Pharmaceutica is a fantastic enterprise. It's a drug company developing TR14, a tablet to suppress rage. It’s being tested on the likes of Pongo an ex-homeless man who’s showing signs of improvement, both his doctor and nurse say so.
But this is an unsettling world where civil unrest is standard and where riots in the very park in which the human testing is being performed have led to the deaths of young children. The statements we hear from Elmo, the young male nurse, testify to this, but is TR14 the wonder drug the physiatrists seem to think? Or are the fierce protests of the masses justified?
Kay Adshead’s play is alienating and disturbing. The world into which we are initiated is compelling and alarmingly close to our own. Animal could, and in a lot of ways feels as if it should, have been written by a man. This is because the only female of the three characters, the doctor heading the investigation, seems emotionally weak, while the other two male characters have very fixed, sexual and verging on misogynistic ideas about women.
The themes within the play itself are interesting: The indignity of illness and the nature of power, doctor versus patient and man over woman - and the question of rape is reintroduced several times. There is also bold and academic symbolism, in brief, the text feels full of potential and yet still like an early draft, poignant in places, flabby in others.
Fiona Bell plays Doctor Lee with Mark Monero as Elmo and Richard Owens as the patient, Pongo. For people who are meant to be full of rage - the irony is that the doctors and nurses are as full of it as the patients - the intensity of the aggression never feels fully motivated.
Bell is weary and earnest as the doctor while Owens’ patient never varies enough in his playing of Pongo to terrorise the way he should.

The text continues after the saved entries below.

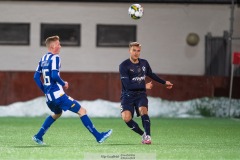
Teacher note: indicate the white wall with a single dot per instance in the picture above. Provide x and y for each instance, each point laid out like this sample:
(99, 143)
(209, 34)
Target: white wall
(162, 32)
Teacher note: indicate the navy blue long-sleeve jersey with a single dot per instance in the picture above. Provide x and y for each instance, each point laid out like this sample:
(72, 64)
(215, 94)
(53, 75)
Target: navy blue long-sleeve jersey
(133, 76)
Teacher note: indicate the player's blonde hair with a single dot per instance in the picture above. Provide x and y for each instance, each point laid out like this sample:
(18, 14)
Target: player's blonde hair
(137, 44)
(51, 39)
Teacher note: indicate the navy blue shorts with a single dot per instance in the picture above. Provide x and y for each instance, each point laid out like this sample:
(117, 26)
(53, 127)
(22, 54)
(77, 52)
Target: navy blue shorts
(133, 102)
(65, 103)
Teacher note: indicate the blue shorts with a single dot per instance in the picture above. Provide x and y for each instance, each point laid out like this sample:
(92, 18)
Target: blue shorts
(65, 103)
(133, 102)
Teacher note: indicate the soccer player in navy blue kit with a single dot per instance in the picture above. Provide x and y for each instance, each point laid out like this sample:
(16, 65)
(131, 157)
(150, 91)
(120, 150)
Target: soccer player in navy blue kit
(133, 72)
(57, 100)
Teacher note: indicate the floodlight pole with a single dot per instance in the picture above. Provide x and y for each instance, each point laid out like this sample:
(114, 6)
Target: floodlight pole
(231, 57)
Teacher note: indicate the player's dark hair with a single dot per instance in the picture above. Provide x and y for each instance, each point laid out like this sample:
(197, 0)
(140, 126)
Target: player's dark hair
(51, 39)
(131, 44)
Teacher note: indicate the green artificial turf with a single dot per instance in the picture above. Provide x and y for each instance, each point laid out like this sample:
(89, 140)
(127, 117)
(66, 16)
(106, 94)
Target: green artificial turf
(201, 138)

The only performance with potential is Monero’s Elmo the part-time comedian whose dark and poetic comedy is violent and disturbing and forces the audience to recognise something alarming in their own world.
What the piece lacks is a firm hand. The performances aren’t strong enough to lift the writing and vice versa. Red Room’s Lisa Goldman’s direction lacks the force to create the dramatic tension we drastically need in the later scenes, so what we are left with is a frustrating 90 minutes that could have provoked much more than ambivalence.